The different SIMD widths and cadences make comparisons more complex. A single GCN wavefront stalling on an instruction might have up to 9 other wavefronts that might have one non-stalling instruction each on a 4-cycle cadence, giving 36 cycles if they each issued one instruction. An RDNA CU would have 19 other wavefronts, but they would be single-cycle. AMD provided a wave64 mode, which among other things emulates a 2-cycle cadence and brings the number of lanes per wave into a more equivalent relationship with a GCN wavefront. The apparent recommendation for that mode is apparently workloads like pixel shading where latency hiding is a major need, and the 2-cycle cadence gives roughly the same number of cycles as GCN.
Sienna Cichlid reduces the amount somewhat in this scenario, although the majority of the hiding is still possible.
Not evaluated is how many memory accesses can be issued sequentially per stalling. Vega doubled the amount over earlier GCN, and RDNA further split reads and writes to allow for more flexible batching of accesses and to avoid stalls on generally fire-and-forget writes.
Wave32 would be more latency-sensitive, but it may make more sense for less parallel workloads or ones better contained in the LDS or register file.

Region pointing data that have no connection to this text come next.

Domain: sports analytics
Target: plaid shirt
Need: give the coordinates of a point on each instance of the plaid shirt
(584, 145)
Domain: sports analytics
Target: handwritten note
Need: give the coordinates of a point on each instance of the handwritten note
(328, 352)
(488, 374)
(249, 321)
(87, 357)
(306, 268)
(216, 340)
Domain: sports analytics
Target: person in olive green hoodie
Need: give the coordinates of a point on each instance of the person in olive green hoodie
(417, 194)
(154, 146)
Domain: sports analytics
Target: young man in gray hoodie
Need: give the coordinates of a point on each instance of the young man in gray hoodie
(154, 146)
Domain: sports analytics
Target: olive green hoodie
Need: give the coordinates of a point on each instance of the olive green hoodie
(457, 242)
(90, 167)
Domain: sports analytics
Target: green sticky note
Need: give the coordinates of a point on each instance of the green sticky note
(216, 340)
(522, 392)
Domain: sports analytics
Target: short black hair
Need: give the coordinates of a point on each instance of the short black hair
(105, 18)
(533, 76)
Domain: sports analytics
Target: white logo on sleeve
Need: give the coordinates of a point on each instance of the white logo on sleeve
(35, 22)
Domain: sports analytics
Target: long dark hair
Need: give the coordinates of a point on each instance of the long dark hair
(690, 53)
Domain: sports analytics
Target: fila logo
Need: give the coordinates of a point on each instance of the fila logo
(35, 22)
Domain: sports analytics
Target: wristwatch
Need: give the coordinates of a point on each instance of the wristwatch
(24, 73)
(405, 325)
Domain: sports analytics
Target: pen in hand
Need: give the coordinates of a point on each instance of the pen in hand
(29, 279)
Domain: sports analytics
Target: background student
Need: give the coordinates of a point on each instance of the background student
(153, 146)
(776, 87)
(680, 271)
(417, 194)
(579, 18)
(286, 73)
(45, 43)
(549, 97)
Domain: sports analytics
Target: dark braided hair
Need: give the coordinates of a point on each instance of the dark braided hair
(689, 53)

Guys, why are you still mentioning MALL in reference to cache subsystem?
It's part of DCN (Display Controller) and it's about timings of framebuffers etc.
Or do I read that code incorrectly?
It depends on whether this MALL functionality is interpreted as only applying to the display controller, or that it's a larger functionality change with a subset relating to the display controller.
Changes relating to cache allocation masks and a change to page table entries seems to imply things like depth tiling, SDMA, and other functions could be related.
https://lists.freedesktop.org/archives/amd-gfx/2020-October/055005.html
https://lists.freedesktop.org/archives/amd-gfx/2020-October/055006.html
Values introduced in the first show up in the second, which deals with MALL.